In 1975 i visited Antigua, Guatemala and fell in love with this small city located at the base of the Volcán de Agua (Volcano of Water). A year later Guatemala was struck with a magnitude 7.5 earthquake. I returned the following year to find entire city blocks lying in ruins. One of the things i remember vividly from seeing all the rubble is how challenging it was for my mind to comprehend or even grasp how this could happen. This phenomenon was brought back to me even more intensely when i was in Soquel, California during the 1989 Loma Prieta earthquake. I referred to this in a piece i posted last August.
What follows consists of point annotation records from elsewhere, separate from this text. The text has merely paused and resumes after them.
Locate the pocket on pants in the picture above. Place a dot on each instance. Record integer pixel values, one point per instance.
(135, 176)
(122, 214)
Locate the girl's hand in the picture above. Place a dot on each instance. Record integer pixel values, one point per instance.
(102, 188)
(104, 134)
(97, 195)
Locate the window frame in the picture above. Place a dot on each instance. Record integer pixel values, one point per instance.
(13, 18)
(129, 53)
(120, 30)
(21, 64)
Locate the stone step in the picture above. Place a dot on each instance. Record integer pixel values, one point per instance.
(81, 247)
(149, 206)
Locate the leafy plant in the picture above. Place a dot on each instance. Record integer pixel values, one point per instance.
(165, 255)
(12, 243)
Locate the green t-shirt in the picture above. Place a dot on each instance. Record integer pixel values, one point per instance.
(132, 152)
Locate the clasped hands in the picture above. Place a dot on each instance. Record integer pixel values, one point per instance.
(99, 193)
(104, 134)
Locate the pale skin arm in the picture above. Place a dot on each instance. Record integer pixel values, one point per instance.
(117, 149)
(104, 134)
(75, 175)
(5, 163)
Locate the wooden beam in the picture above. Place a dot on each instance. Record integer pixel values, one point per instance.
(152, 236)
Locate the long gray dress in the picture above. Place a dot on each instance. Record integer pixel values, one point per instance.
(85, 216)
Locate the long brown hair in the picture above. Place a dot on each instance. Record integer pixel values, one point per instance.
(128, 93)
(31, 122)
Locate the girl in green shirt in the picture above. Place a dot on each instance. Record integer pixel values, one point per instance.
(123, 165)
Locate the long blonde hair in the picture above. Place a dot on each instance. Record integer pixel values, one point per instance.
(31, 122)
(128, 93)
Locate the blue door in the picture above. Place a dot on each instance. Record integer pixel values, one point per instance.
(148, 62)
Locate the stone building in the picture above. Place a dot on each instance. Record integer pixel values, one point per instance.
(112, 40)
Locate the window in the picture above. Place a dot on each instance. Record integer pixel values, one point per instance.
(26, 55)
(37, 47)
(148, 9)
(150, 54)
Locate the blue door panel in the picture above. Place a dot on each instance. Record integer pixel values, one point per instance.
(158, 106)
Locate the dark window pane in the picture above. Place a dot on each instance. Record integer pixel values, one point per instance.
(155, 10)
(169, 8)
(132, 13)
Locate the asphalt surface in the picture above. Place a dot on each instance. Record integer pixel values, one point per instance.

These visits to Guatemala happened so long ago, my God, nearly forty years! And yet as i close my eyes i watch a gentle flow of images pass by me, like a silent film. Memories of people, women and girls wearing hand woven huipiles of vibrant colors. The volcano, the small coffee plantation behind my house where i used to jog in the mornings, the cobblestone streets,the rain, the birds…. They all come floating back. I pause to allow myself to fully be in this moment of remembrance.
The most destructive earthquake in recent Guatemalan history was the 1976 quake with a magnitude of 7.5 Mw and a hypocenter depth of just 5 km. This shallow-focus earthquake, originating from the Motagua Fault, caused 23,000 fatalities, leaving 76,000 injured and causing widespread material damage. Surprisingly, the 7.9 Mw earthquake of 1942, though higher in magnitude, was much less destructive, in part because of its substantially deeper hypocenter depth of 60 km.